Strangers to Us All
Lawyers and Poetry

Thomas P. Holt

(late 1880s-1978)
Oklahoma

We learned that Thomas P. Holt was an attoney, poet, and chairman of the Oklahoma state election board by way of an article in the Ada Evening News (Ada, Oklahoma), dated May 16, 1934.

Holt practiced law at Ada, Oklahoma from 1905 until his death.

There is apparently a reference to Holt and his poetry in Aletha Caldwell Conner's Anthology of Poetry by Oklahoma Writers (Oklahoma City, Oklahoma: Times-Journal Pub. Co., 1939)(vol.2).

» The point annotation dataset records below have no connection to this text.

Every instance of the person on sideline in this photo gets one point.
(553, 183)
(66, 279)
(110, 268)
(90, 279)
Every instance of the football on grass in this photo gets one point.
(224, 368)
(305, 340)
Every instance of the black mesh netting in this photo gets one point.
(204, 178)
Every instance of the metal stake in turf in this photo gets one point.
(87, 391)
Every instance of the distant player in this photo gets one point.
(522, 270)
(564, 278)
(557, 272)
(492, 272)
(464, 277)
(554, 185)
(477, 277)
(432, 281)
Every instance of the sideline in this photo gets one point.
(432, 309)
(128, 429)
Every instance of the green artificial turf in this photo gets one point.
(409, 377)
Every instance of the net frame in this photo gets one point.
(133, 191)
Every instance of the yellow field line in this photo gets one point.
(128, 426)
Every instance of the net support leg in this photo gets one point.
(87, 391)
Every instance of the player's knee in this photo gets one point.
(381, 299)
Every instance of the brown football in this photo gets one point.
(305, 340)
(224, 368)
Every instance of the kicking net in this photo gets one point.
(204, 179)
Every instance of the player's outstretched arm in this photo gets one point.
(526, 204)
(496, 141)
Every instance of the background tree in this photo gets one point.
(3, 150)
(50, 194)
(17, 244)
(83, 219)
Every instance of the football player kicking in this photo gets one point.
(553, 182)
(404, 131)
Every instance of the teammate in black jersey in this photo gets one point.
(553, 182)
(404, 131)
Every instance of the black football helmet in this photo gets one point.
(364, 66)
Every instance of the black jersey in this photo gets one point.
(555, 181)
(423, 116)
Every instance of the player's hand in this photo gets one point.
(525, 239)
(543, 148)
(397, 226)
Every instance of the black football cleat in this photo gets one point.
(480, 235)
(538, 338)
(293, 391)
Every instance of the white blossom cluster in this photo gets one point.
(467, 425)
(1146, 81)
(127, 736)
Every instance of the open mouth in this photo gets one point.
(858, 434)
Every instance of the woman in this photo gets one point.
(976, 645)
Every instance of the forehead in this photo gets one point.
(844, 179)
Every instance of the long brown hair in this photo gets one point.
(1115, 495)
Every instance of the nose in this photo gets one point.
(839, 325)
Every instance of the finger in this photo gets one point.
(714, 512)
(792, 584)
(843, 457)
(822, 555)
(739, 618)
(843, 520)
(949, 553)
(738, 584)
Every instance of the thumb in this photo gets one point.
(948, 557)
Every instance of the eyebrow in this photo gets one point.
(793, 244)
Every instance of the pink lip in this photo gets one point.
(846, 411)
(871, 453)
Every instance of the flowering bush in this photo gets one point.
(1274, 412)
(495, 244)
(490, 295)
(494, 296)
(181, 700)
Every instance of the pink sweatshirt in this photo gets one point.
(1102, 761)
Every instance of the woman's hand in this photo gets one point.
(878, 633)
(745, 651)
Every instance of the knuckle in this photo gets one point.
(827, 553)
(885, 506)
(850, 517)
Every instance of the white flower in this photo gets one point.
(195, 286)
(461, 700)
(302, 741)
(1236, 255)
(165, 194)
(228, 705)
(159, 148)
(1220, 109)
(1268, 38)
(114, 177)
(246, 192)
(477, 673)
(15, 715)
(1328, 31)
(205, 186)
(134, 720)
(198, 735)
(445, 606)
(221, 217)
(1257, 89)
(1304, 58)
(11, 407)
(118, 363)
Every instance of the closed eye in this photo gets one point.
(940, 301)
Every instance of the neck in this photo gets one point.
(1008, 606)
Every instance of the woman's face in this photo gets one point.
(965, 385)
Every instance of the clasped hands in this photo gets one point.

We have been informed by Thomas R. Carlton, that his maternal great grandfather, Thomas P. Holt was one of the first lawyers in Ada, Indian Territory and that he wrote under the name Topeho or Thos. P. Holt. While working as a lawyer for the railroads, Holt spent some time in the Arizona Territory and submitted offerings to the newspapers there under the name Topeho. Judge Holt, as he was long referred to in Ada, was at times a District Judge, and he also served as one of the first State Representatives from Pontotoc County to the Oklahoma House of Representatives. His daughter Roba Holt was longtime personal secretary to Sen. Robert S. Kerr, Speaker of the House of the U.S. Senate.

Mr. Carlton goes on to tell us that his mother, Betty Sue Carlton, was nominated several times for the post of Poet Laureate for the State of Oklahoma and is widely known down home and by an Oklahoma Senate proclamation as Oklahoma's Poet.

Carlton has, to date, found no publication of his great grandfather's poetry.